Miranda blinked. There was something in his voice she didn't understand, a note of regret, a tinge of sorrow.
"And you?" he asked.
Her heart started to pound. Hard. She didn't like talking about herself, had long since learned the consequence of revealing too much, only to read a distorted version in some magazine or newspaper article at some point down the road.
"What about me?" she asked cautiously.
"How long have you taken your own path?"
She thought about not answering him. She thought about lying. But the way he was looking at her, those midnight eyes all narrow and concentrated, his unshaven jaw set and his lips slightly parted, turned her defenses useless. When he put his mind to it, the man could probably coerce a nun to give up her habit.
"For as long as I can remember," she answered honestly.
"I can't imagine that going over well in your family."
Her breath caught. Never before had one of her father's men made a comment that could in any way be construed as passing judgment on Peter Carrington. She looked at Sandro standing there with the vivid blue ocean at his back and the sun at his face, and wondered how it was possible to still see shadows. The incongruity nagged at her, like working a puzzle and finding two pieces that at first seemed to fit … but didn't.
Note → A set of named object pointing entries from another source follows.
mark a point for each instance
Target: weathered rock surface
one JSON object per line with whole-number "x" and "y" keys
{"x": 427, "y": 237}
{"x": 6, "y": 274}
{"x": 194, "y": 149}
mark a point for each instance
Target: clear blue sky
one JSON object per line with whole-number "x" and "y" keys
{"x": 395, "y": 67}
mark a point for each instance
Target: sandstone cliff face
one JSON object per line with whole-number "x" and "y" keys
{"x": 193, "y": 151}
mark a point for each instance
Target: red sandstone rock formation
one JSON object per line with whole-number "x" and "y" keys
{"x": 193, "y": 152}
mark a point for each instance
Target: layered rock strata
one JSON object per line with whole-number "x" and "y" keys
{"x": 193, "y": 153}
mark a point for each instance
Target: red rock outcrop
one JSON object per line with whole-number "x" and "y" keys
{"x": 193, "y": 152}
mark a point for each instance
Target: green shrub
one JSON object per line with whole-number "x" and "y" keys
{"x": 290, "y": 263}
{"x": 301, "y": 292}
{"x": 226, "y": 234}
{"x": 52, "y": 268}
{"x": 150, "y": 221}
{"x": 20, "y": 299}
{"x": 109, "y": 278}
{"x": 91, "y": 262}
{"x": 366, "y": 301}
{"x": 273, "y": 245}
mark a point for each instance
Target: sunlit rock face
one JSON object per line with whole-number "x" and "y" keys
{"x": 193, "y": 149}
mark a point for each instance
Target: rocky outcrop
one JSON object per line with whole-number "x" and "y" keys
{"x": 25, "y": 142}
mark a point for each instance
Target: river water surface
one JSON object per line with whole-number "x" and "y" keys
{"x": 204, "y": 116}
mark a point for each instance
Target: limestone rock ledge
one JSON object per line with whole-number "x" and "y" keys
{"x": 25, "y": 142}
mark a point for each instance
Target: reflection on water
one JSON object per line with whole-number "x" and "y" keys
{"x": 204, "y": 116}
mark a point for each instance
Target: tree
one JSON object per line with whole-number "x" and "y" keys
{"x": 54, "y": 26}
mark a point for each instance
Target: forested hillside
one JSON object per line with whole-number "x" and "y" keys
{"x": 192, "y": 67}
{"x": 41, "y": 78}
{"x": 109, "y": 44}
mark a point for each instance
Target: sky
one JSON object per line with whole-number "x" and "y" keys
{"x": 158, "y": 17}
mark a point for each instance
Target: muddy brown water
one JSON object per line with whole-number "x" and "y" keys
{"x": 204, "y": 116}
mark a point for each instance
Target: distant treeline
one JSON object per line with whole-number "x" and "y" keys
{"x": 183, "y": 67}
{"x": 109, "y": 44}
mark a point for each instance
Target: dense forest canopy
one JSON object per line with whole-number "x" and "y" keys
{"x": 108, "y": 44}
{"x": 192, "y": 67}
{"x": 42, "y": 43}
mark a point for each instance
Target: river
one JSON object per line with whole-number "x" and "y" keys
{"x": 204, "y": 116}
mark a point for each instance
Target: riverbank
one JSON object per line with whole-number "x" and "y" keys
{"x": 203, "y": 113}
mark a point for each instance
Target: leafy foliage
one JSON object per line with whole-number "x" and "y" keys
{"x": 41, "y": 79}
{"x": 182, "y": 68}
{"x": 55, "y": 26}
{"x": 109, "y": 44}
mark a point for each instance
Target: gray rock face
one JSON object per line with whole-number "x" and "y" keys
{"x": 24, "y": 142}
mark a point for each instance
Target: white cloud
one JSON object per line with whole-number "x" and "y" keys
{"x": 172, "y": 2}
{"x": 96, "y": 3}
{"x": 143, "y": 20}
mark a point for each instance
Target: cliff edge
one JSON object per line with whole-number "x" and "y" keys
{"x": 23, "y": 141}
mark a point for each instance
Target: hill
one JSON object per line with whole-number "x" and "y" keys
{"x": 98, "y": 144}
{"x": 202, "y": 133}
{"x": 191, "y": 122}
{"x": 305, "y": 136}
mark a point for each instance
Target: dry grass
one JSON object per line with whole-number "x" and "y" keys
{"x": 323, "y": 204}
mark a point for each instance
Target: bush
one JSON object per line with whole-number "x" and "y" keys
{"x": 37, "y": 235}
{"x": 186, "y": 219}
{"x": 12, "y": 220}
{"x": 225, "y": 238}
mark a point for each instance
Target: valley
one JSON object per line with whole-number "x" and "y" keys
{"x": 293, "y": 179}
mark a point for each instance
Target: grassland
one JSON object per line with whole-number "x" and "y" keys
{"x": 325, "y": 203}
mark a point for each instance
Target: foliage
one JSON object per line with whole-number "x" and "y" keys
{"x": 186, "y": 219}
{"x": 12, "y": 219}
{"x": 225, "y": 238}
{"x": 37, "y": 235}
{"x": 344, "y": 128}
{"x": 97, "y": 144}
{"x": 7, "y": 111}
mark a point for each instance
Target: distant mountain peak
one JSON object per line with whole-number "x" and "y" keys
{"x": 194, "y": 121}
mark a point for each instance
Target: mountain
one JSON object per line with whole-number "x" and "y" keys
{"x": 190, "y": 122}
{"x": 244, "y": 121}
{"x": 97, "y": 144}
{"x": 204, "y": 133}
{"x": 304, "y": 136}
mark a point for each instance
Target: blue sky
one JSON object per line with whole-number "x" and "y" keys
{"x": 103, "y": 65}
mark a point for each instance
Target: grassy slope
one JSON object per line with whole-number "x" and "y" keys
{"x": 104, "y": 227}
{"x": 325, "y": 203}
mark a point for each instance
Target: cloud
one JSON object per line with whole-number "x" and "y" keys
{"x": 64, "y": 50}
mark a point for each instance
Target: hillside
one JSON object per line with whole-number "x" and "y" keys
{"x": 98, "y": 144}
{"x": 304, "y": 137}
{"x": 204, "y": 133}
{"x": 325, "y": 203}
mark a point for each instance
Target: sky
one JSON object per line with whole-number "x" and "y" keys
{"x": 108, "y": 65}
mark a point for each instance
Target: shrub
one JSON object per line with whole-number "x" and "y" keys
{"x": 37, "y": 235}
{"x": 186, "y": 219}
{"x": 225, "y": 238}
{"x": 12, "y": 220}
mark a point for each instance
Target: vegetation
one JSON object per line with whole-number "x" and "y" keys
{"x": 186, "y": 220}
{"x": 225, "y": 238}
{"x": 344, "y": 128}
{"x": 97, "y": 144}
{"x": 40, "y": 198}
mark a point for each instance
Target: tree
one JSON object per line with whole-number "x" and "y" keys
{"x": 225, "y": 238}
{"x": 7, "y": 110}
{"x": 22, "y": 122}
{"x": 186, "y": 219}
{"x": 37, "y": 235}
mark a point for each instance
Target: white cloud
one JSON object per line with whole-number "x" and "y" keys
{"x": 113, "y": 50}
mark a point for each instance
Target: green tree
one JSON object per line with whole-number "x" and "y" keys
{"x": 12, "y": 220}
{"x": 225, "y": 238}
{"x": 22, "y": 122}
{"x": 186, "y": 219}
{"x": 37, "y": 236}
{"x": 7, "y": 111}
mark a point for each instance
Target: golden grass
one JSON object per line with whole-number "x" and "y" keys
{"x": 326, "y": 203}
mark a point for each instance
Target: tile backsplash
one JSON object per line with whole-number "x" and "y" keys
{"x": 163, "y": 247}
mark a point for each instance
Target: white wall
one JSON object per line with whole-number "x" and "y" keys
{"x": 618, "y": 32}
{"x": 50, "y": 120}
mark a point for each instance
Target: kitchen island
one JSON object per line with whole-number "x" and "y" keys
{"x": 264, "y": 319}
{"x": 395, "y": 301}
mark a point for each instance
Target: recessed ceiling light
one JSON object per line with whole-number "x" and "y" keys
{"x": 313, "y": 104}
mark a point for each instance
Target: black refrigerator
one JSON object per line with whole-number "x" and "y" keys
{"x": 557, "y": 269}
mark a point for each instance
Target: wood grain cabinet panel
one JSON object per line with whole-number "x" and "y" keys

"People don't choose who they are," she said, watching a seagull dive toward the churning water. "Lots of people try to pretend, to fit into tidy preconceived notions of how they're supposed to act, how they fit into the world." After Kristina's death, her sister Elizabeth had retreated into that category. "But to me, that's like selling yourself out. You are who you are."
Sandro lifted a hand to ease a tangle of newly brown hair from her face. "And who are
you,
Miranda Carrington?"
Her throat tightened. For a crazy moment she wanted to close her eyes and savor the feel of his fingers against her cheek. Standing there on the edge of the world it was tempting to believe that she was just a woman, and he was just a man. That's why she'd become Astrid Van Dyke, after all. To be just a woman and, perhaps, to meet just a man. A man who didn't want anything from her. Who didn't care about her family or her name. A man who wanted only to be with her, and she with him.
Sandro was not that man. He held a semiautomatic in his hand. He worked for her father. He wouldn't even tell her his last name.
"I'm just a woman," she said, startled by the thickness to her voice. "Just a woman trying to live her life." A woman whose heart had no business hammering so crazily, a woman who knew better than being attracted to the yes-man her father had sent to protect her.
But was.
"Who are you?" she asked, lifting her chin. "Who are you
really?"
His smile faded, his hand fell away. "I'm just a man trying to do the right thing."
He made it sound simple, but in his muttered words she heard a struggle she didn't understand. And maybe that was it. She was used to her father's men being like robots, displaying no personality, no emotion.